Although the range of examples used in the film is wide and practices are condemned in places with different faiths, let's be honest, most of the film looks at countries in which Islam is the predominant religion, if not at the heart of a theocratic political system. This is seemingly a problem for some, as a screening which the UB Law Society staged at the University of Bradford in October 2014 highlighted. The film draws people of all faiths together to 'bash Islam', to summarise a handful of views put forward by some in the audience. Such a view is unfair. The film is more about celebrating the good work of the activists featured; the communities they support, the sense of justice they hope to encourage and the individuals to whom they provide refuge. If people want to see this film as Islamophobic then they will, a more general view of the film at the October screening saw instead a disturbing and urgent tale of an important egalitarian argument which must be made, and hopefully won.
The University of Bradford's former Head of Law, Dr Jess Guth, has also blogged on this film and the screening.
The Lives of Others - The grey, violent and oppressive survellance state of East Germany is a superb set for a story of love, individualism and redemption. The redemption is good, it is 1984 with a happy ending. The unrelenting gloominess of Orwell is avoided when the film's Winston Smith character exposes clear weaknesses in the Stasi machine and helped to break Big Brother.
The Selfish Giant - Set on the Buttershaw estate in Bradford, this is a compelling piece of social-realism. Two young friends are taken in by an unscrupulous scrap metal dealer and try to get on, with little support other than from the little money they earn by exploiting their limited options. Eventually their naivety and petty criminality catches up with them in an altogether shocking climax.
Amazing Grace - The tale of William Wilberforce and the passing of the Slavery Abolition Act 1833. A splendid period drama, with a great Parliamentary scene to keep lawyers interested.

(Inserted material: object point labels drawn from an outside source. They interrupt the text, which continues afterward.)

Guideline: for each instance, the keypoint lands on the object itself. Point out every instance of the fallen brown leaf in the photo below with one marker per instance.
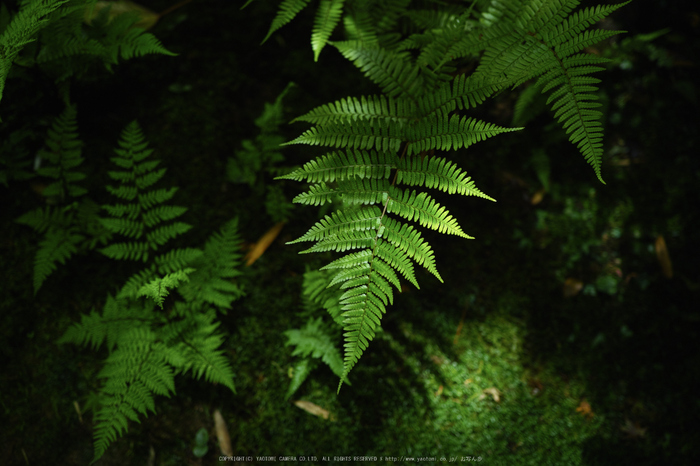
(222, 434)
(263, 243)
(493, 391)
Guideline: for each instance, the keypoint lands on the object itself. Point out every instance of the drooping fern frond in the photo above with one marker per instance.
(327, 18)
(388, 143)
(22, 30)
(213, 281)
(143, 219)
(69, 45)
(67, 228)
(158, 289)
(63, 154)
(313, 341)
(543, 41)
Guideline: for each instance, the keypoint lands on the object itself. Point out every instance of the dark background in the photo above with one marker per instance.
(625, 340)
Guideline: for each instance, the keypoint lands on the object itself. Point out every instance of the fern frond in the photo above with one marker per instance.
(217, 267)
(117, 317)
(437, 173)
(158, 288)
(57, 246)
(63, 156)
(453, 133)
(409, 240)
(22, 30)
(424, 209)
(340, 165)
(361, 134)
(392, 71)
(364, 108)
(314, 341)
(133, 372)
(200, 353)
(148, 216)
(327, 18)
(287, 11)
(342, 221)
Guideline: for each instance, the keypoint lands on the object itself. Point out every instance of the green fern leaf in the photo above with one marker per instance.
(288, 10)
(327, 18)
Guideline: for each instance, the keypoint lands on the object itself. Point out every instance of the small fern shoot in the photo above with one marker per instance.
(143, 216)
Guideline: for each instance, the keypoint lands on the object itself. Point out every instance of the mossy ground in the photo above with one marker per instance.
(494, 363)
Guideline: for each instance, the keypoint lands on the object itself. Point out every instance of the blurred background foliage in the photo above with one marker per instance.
(563, 334)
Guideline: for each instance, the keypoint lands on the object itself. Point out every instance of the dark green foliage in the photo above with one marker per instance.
(67, 46)
(388, 142)
(261, 156)
(21, 29)
(67, 227)
(144, 217)
(147, 346)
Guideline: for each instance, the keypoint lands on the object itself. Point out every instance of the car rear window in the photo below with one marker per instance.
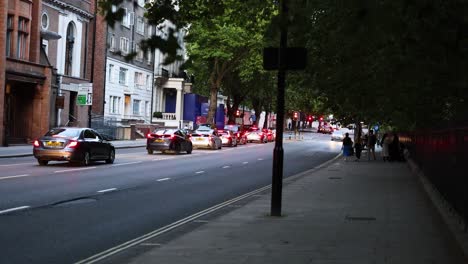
(63, 132)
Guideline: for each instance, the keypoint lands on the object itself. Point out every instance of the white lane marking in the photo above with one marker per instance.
(14, 209)
(14, 176)
(163, 179)
(16, 164)
(128, 163)
(107, 190)
(136, 241)
(87, 168)
(162, 159)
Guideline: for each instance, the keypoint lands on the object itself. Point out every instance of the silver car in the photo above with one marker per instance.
(206, 139)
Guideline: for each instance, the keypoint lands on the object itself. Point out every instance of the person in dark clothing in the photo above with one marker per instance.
(372, 140)
(358, 148)
(394, 148)
(347, 146)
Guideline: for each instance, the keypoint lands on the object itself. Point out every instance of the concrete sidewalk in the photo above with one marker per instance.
(347, 212)
(26, 150)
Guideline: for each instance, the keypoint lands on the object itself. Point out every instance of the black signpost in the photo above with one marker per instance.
(281, 59)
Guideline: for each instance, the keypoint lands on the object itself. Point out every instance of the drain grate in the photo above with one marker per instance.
(360, 218)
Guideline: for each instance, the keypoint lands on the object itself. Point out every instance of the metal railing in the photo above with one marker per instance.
(442, 155)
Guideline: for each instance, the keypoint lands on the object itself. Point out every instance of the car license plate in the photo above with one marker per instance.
(54, 144)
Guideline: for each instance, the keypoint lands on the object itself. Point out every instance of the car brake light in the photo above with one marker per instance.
(72, 144)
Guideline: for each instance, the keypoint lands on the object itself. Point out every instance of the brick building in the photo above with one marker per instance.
(25, 75)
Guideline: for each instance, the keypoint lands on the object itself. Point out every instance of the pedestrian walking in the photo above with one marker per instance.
(385, 143)
(358, 148)
(371, 141)
(394, 148)
(347, 147)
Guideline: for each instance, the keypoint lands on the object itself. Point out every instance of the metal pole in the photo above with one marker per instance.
(278, 152)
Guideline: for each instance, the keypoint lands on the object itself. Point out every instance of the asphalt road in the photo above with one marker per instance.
(68, 213)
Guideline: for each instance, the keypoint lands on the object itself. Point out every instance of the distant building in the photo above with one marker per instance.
(26, 84)
(129, 84)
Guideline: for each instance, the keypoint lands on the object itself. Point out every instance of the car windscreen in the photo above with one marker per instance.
(63, 132)
(165, 132)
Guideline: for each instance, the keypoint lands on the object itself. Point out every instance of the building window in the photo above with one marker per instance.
(149, 57)
(23, 33)
(139, 81)
(124, 43)
(147, 110)
(111, 41)
(110, 73)
(148, 82)
(136, 107)
(45, 21)
(140, 26)
(140, 54)
(150, 30)
(114, 106)
(9, 35)
(123, 76)
(128, 18)
(70, 41)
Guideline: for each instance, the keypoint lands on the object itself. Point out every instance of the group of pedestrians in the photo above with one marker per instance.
(392, 149)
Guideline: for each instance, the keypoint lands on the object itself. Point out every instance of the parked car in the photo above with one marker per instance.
(206, 139)
(241, 137)
(337, 135)
(228, 138)
(163, 140)
(256, 136)
(269, 134)
(73, 144)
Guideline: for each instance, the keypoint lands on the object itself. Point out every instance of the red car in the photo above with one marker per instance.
(241, 137)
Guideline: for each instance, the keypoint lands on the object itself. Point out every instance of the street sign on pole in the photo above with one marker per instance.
(85, 94)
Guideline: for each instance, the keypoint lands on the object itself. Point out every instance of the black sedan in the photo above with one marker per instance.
(73, 144)
(163, 140)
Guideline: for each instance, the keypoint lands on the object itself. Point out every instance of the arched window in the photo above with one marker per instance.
(70, 40)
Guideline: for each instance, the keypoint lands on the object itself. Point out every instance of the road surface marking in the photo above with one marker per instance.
(163, 179)
(151, 244)
(16, 164)
(14, 176)
(107, 190)
(139, 240)
(87, 168)
(128, 163)
(14, 209)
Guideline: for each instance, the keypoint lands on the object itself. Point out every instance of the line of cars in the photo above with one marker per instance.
(177, 140)
(85, 145)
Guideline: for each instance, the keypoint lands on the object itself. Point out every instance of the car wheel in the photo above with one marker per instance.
(111, 158)
(86, 159)
(42, 162)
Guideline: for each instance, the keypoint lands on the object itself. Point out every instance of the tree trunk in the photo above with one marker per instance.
(213, 104)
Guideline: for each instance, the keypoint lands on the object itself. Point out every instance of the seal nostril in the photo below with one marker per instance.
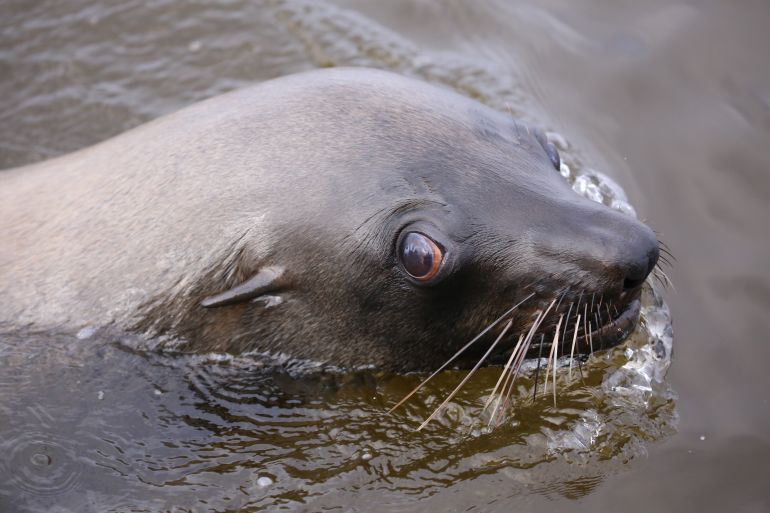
(632, 283)
(635, 275)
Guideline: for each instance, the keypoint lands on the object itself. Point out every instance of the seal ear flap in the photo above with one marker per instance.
(266, 280)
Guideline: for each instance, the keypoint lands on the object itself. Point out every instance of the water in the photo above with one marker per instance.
(671, 99)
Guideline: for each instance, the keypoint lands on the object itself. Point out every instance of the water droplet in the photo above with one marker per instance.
(264, 481)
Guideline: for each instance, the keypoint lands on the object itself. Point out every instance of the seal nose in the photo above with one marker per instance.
(640, 257)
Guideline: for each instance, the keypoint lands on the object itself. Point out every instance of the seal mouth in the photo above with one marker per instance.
(576, 330)
(593, 335)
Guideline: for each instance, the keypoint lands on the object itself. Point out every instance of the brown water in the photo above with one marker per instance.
(671, 99)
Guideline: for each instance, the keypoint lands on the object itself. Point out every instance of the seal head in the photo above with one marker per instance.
(348, 216)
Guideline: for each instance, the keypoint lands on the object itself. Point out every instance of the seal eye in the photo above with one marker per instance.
(420, 256)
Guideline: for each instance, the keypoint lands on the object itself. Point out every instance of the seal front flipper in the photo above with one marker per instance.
(266, 280)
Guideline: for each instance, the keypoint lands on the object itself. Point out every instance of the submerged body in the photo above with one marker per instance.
(348, 216)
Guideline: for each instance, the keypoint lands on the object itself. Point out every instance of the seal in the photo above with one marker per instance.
(348, 216)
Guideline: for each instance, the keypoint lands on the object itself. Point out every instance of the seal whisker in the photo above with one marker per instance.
(504, 372)
(520, 360)
(537, 370)
(566, 323)
(552, 361)
(572, 351)
(585, 329)
(462, 349)
(467, 377)
(510, 375)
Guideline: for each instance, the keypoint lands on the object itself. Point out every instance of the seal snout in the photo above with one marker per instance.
(640, 257)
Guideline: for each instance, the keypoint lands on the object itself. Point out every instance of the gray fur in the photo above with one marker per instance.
(316, 173)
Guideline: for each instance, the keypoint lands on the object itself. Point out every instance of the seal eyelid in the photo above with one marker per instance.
(266, 280)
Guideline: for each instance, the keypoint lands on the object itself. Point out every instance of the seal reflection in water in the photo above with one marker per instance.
(346, 216)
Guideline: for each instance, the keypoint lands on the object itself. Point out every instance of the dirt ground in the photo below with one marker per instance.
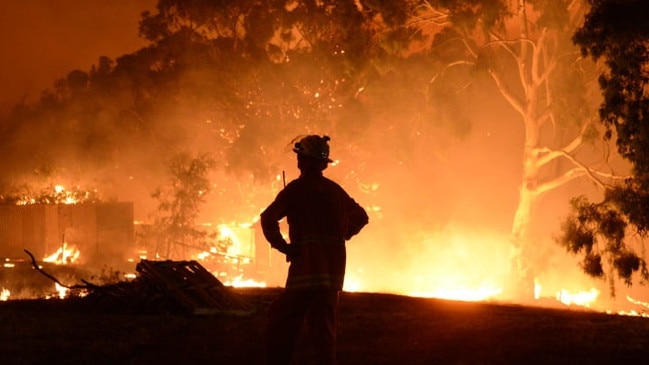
(374, 329)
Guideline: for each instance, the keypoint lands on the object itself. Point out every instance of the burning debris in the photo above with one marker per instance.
(160, 286)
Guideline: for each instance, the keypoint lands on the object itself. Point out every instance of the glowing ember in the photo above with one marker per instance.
(61, 290)
(64, 255)
(240, 282)
(584, 298)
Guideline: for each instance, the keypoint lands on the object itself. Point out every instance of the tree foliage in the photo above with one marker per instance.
(615, 32)
(174, 229)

The Murder Trial - The trial of Nat Fraser for the murder of his wife Arlene. This is well worth a watch purely for the fact that, as Channel 4's blurb states, 'for the first time, remotely operated cameras are placed inside a British criminal court to capture a murder trial in its entirety'. The film, however, does not cover the case in its entirety, but it does neatly summarise a case which lasted a few weeks into a watchable 120 minutes. This of course has led to some criticism. Gerard O'Donovan writing in the Telegraph explains the problems of court-trial-as-entertainment;
'As TV it worked a little too well, pressing uncomfortably close to the borders of entertainment. Given the difficulty of editing so much material into such a short time span it was impossible to ignore the fact that we were being drip-fed only carefully selected moments of a very long and involved process. For the viewer what determined that selection – accuracy or the desire to tell a good story – was impossible to judge.'
The Act of Killing - A truely remarkable film from 2013, The Act of Killing documents the Indonesian state-sponsored mass-murder of those deemed undesirable by the military junta's death squads between 1965-1966. Told in the compelling and highly imaginative form of part documentary and part re-enactment, with the murderers acting out their own parts, the film is harrowing and edifying in equal measures.